Here’s a cycle of poems that feels perfectly timed for our current American moment, as conversations and memories grow more interesting again and we imagine rising up into a better shared story. These are poems that wrap right around you, carrying a reader into a richly textured world of voices and scenes, gritty and cozy memories pressed up side-by-side, in delicious readable resonance. Stacey Lynn Brown has a real feel for rhythm and narrative, her gait is eloquently tuned. No flab, no digression. Take this book and travel.
–Naomi Shihab Nye
Stacey Lynn Brown knows that great emotional complexity requires simplicity, and she knows, too, when to get the tropes out of the way of the main story. She writes sparely and lucidly of privilege, sacrifice, and guilt; of what a mother is, and what a muse is. With Cradle Song she has accomplished a book-length narrative poem that seems to me one of our most compelling documents on race, family, and cultural identity.

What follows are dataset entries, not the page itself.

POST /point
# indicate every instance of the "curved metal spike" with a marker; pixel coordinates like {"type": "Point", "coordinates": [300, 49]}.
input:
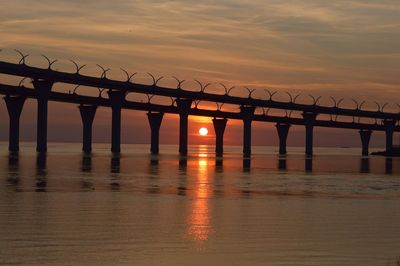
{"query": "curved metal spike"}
{"type": "Point", "coordinates": [250, 91]}
{"type": "Point", "coordinates": [334, 101]}
{"type": "Point", "coordinates": [315, 100]}
{"type": "Point", "coordinates": [270, 94]}
{"type": "Point", "coordinates": [155, 81]}
{"type": "Point", "coordinates": [100, 92]}
{"type": "Point", "coordinates": [49, 61]}
{"type": "Point", "coordinates": [21, 81]}
{"type": "Point", "coordinates": [266, 112]}
{"type": "Point", "coordinates": [202, 87]}
{"type": "Point", "coordinates": [128, 76]}
{"type": "Point", "coordinates": [383, 107]}
{"type": "Point", "coordinates": [74, 91]}
{"type": "Point", "coordinates": [219, 106]}
{"type": "Point", "coordinates": [104, 74]}
{"type": "Point", "coordinates": [227, 91]}
{"type": "Point", "coordinates": [357, 104]}
{"type": "Point", "coordinates": [180, 82]}
{"type": "Point", "coordinates": [230, 89]}
{"type": "Point", "coordinates": [23, 57]}
{"type": "Point", "coordinates": [78, 68]}
{"type": "Point", "coordinates": [295, 97]}
{"type": "Point", "coordinates": [196, 103]}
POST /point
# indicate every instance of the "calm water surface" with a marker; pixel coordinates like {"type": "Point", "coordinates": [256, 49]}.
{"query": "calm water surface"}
{"type": "Point", "coordinates": [137, 209]}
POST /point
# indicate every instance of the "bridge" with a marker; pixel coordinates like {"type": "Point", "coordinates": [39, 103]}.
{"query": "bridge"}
{"type": "Point", "coordinates": [183, 103]}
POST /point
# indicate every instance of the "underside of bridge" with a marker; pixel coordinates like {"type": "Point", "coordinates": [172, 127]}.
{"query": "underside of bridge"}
{"type": "Point", "coordinates": [184, 104]}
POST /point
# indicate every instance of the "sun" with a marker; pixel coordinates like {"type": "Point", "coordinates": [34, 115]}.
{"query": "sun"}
{"type": "Point", "coordinates": [203, 131]}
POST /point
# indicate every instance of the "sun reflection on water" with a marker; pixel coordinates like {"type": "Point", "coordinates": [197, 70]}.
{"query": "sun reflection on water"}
{"type": "Point", "coordinates": [199, 221]}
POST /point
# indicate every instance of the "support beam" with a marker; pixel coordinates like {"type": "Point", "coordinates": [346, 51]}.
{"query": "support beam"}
{"type": "Point", "coordinates": [365, 135]}
{"type": "Point", "coordinates": [14, 108]}
{"type": "Point", "coordinates": [283, 131]}
{"type": "Point", "coordinates": [389, 130]}
{"type": "Point", "coordinates": [42, 89]}
{"type": "Point", "coordinates": [87, 114]}
{"type": "Point", "coordinates": [184, 106]}
{"type": "Point", "coordinates": [219, 128]}
{"type": "Point", "coordinates": [247, 117]}
{"type": "Point", "coordinates": [117, 99]}
{"type": "Point", "coordinates": [155, 120]}
{"type": "Point", "coordinates": [309, 119]}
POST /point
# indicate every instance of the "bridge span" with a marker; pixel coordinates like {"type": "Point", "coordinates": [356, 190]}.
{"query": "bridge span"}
{"type": "Point", "coordinates": [184, 103]}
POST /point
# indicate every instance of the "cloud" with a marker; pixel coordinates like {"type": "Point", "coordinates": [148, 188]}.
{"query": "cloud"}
{"type": "Point", "coordinates": [349, 48]}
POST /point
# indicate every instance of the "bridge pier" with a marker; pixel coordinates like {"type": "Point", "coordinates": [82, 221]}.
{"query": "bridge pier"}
{"type": "Point", "coordinates": [365, 135]}
{"type": "Point", "coordinates": [309, 119]}
{"type": "Point", "coordinates": [14, 107]}
{"type": "Point", "coordinates": [283, 131]}
{"type": "Point", "coordinates": [247, 117]}
{"type": "Point", "coordinates": [42, 89]}
{"type": "Point", "coordinates": [87, 114]}
{"type": "Point", "coordinates": [155, 120]}
{"type": "Point", "coordinates": [184, 106]}
{"type": "Point", "coordinates": [219, 128]}
{"type": "Point", "coordinates": [389, 124]}
{"type": "Point", "coordinates": [117, 99]}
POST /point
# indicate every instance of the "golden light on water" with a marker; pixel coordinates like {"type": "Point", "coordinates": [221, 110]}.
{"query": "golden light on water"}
{"type": "Point", "coordinates": [203, 131]}
{"type": "Point", "coordinates": [199, 221]}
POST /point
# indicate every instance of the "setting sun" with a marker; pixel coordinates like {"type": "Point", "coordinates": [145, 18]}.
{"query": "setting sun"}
{"type": "Point", "coordinates": [203, 131]}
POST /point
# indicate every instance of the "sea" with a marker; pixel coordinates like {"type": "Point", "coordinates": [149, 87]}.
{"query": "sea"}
{"type": "Point", "coordinates": [67, 208]}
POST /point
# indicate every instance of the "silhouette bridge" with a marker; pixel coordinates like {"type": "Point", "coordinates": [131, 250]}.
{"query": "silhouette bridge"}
{"type": "Point", "coordinates": [183, 103]}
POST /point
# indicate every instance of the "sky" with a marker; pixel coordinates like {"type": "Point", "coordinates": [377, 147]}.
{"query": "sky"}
{"type": "Point", "coordinates": [338, 48]}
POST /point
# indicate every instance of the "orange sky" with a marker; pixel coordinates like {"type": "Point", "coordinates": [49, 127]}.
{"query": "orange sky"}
{"type": "Point", "coordinates": [339, 48]}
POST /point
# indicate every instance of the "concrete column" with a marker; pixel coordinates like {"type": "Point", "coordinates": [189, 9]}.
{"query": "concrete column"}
{"type": "Point", "coordinates": [282, 163]}
{"type": "Point", "coordinates": [184, 109]}
{"type": "Point", "coordinates": [364, 165]}
{"type": "Point", "coordinates": [308, 164]}
{"type": "Point", "coordinates": [155, 120]}
{"type": "Point", "coordinates": [283, 130]}
{"type": "Point", "coordinates": [219, 128]}
{"type": "Point", "coordinates": [247, 116]}
{"type": "Point", "coordinates": [309, 119]}
{"type": "Point", "coordinates": [14, 107]}
{"type": "Point", "coordinates": [365, 135]}
{"type": "Point", "coordinates": [87, 114]}
{"type": "Point", "coordinates": [42, 89]}
{"type": "Point", "coordinates": [389, 130]}
{"type": "Point", "coordinates": [388, 165]}
{"type": "Point", "coordinates": [117, 99]}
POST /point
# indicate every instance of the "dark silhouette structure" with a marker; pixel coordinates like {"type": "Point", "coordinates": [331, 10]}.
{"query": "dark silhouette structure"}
{"type": "Point", "coordinates": [184, 103]}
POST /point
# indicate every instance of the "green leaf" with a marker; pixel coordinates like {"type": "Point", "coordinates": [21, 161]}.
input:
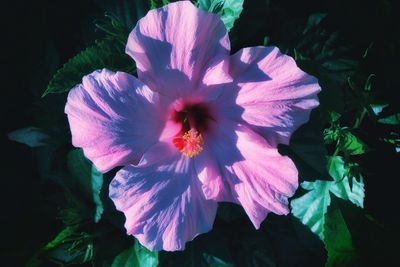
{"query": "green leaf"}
{"type": "Point", "coordinates": [341, 186]}
{"type": "Point", "coordinates": [351, 144]}
{"type": "Point", "coordinates": [392, 120]}
{"type": "Point", "coordinates": [97, 183]}
{"type": "Point", "coordinates": [213, 261]}
{"type": "Point", "coordinates": [108, 54]}
{"type": "Point", "coordinates": [30, 136]}
{"type": "Point", "coordinates": [338, 241]}
{"type": "Point", "coordinates": [137, 256]}
{"type": "Point", "coordinates": [378, 108]}
{"type": "Point", "coordinates": [229, 10]}
{"type": "Point", "coordinates": [88, 178]}
{"type": "Point", "coordinates": [158, 3]}
{"type": "Point", "coordinates": [60, 238]}
{"type": "Point", "coordinates": [314, 20]}
{"type": "Point", "coordinates": [312, 206]}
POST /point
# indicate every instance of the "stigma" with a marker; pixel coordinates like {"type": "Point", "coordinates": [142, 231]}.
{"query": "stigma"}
{"type": "Point", "coordinates": [189, 143]}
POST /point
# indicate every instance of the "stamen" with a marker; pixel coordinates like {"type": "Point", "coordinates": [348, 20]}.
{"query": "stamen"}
{"type": "Point", "coordinates": [190, 143]}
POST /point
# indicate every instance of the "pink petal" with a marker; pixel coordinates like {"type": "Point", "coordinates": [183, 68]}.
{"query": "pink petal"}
{"type": "Point", "coordinates": [276, 96]}
{"type": "Point", "coordinates": [253, 174]}
{"type": "Point", "coordinates": [162, 200]}
{"type": "Point", "coordinates": [178, 48]}
{"type": "Point", "coordinates": [114, 118]}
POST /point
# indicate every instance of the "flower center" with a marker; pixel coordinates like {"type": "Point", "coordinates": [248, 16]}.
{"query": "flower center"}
{"type": "Point", "coordinates": [194, 120]}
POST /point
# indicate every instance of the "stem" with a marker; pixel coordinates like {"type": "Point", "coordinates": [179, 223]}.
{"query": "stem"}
{"type": "Point", "coordinates": [360, 119]}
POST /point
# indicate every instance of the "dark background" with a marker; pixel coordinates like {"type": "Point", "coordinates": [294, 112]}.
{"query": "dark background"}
{"type": "Point", "coordinates": [39, 36]}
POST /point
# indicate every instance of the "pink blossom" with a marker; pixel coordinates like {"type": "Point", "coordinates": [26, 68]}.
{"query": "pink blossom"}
{"type": "Point", "coordinates": [198, 126]}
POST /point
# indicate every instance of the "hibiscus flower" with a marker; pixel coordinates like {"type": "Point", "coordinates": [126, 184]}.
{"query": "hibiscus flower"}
{"type": "Point", "coordinates": [196, 127]}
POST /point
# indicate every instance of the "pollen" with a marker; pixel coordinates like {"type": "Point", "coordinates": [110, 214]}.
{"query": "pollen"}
{"type": "Point", "coordinates": [190, 143]}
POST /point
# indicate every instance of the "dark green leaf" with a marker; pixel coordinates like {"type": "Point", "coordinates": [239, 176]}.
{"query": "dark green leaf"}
{"type": "Point", "coordinates": [392, 120]}
{"type": "Point", "coordinates": [136, 256]}
{"type": "Point", "coordinates": [351, 144]}
{"type": "Point", "coordinates": [88, 178]}
{"type": "Point", "coordinates": [229, 10]}
{"type": "Point", "coordinates": [338, 241]}
{"type": "Point", "coordinates": [60, 238]}
{"type": "Point", "coordinates": [311, 208]}
{"type": "Point", "coordinates": [314, 20]}
{"type": "Point", "coordinates": [158, 3]}
{"type": "Point", "coordinates": [213, 261]}
{"type": "Point", "coordinates": [30, 136]}
{"type": "Point", "coordinates": [341, 186]}
{"type": "Point", "coordinates": [104, 54]}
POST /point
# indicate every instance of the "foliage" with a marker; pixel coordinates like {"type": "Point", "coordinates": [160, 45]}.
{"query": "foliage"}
{"type": "Point", "coordinates": [336, 153]}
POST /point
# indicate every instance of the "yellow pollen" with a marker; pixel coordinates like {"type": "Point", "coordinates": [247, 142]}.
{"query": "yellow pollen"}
{"type": "Point", "coordinates": [192, 142]}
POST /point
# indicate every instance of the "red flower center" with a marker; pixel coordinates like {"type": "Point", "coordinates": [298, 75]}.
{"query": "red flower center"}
{"type": "Point", "coordinates": [195, 120]}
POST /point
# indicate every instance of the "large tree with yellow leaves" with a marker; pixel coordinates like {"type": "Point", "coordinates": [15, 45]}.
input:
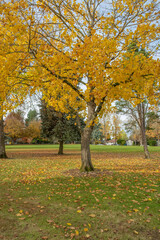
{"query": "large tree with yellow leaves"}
{"type": "Point", "coordinates": [80, 52]}
{"type": "Point", "coordinates": [13, 59]}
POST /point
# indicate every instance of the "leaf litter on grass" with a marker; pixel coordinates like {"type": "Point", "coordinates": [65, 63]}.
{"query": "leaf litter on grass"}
{"type": "Point", "coordinates": [117, 201]}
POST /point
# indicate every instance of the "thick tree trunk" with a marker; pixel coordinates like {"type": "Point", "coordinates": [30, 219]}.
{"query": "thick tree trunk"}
{"type": "Point", "coordinates": [60, 152]}
{"type": "Point", "coordinates": [143, 129]}
{"type": "Point", "coordinates": [2, 140]}
{"type": "Point", "coordinates": [144, 140]}
{"type": "Point", "coordinates": [85, 150]}
{"type": "Point", "coordinates": [85, 139]}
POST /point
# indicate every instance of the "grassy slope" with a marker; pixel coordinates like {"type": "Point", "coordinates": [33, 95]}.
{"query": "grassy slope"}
{"type": "Point", "coordinates": [95, 148]}
{"type": "Point", "coordinates": [40, 199]}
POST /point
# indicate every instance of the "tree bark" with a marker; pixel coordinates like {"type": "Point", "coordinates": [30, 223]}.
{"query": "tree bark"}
{"type": "Point", "coordinates": [2, 140]}
{"type": "Point", "coordinates": [85, 150]}
{"type": "Point", "coordinates": [60, 152]}
{"type": "Point", "coordinates": [85, 139]}
{"type": "Point", "coordinates": [143, 129]}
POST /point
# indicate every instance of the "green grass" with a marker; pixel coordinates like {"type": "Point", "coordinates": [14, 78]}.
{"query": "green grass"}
{"type": "Point", "coordinates": [40, 199]}
{"type": "Point", "coordinates": [94, 148]}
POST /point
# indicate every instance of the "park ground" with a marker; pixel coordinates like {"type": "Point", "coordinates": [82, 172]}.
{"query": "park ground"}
{"type": "Point", "coordinates": [45, 196]}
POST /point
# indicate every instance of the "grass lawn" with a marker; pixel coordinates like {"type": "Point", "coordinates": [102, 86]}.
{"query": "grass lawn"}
{"type": "Point", "coordinates": [77, 147]}
{"type": "Point", "coordinates": [44, 196]}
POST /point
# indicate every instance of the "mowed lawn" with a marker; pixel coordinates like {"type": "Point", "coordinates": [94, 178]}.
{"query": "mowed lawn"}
{"type": "Point", "coordinates": [44, 196]}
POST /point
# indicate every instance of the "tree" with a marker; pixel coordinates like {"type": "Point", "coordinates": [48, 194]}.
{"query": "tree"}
{"type": "Point", "coordinates": [14, 126]}
{"type": "Point", "coordinates": [116, 128]}
{"type": "Point", "coordinates": [33, 129]}
{"type": "Point", "coordinates": [153, 128]}
{"type": "Point", "coordinates": [31, 116]}
{"type": "Point", "coordinates": [138, 115]}
{"type": "Point", "coordinates": [58, 124]}
{"type": "Point", "coordinates": [78, 50]}
{"type": "Point", "coordinates": [97, 134]}
{"type": "Point", "coordinates": [13, 58]}
{"type": "Point", "coordinates": [106, 126]}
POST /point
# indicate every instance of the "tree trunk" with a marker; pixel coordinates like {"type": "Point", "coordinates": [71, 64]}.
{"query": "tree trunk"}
{"type": "Point", "coordinates": [85, 140]}
{"type": "Point", "coordinates": [85, 150]}
{"type": "Point", "coordinates": [2, 140]}
{"type": "Point", "coordinates": [60, 152]}
{"type": "Point", "coordinates": [143, 129]}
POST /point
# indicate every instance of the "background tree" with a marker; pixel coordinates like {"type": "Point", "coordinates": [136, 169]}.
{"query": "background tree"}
{"type": "Point", "coordinates": [97, 134]}
{"type": "Point", "coordinates": [138, 116]}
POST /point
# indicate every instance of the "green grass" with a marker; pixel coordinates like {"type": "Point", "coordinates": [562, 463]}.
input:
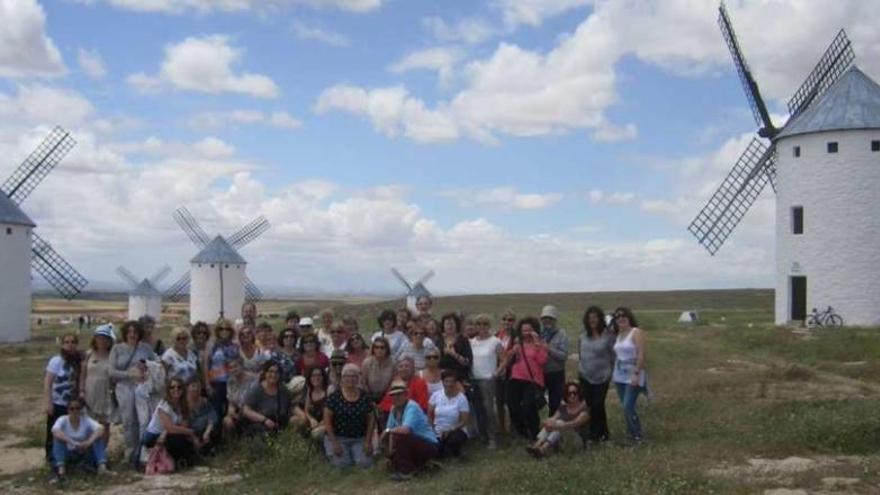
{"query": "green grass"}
{"type": "Point", "coordinates": [730, 388]}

“Part of Cradle Song’s considerable power lies in its resistance to cliché. Turning a curious, hard and compassionate gaze upon the past, the book keeps faith with the complicated legacy of the poet’s Southern roots…Casting the book as a long poem in sections allows Brown to move among these interrupting and dialoguing voices nimbly, lending Cradle Song a feeling of great fluency. Such fluency can be hard won, but even as she deals with the messy realities of adult knowledge, love and grief, Brown’s poetry is accessible and pared down. Brown doesn’t make hard facts look easy but, in her hands, poetry is a giving art.”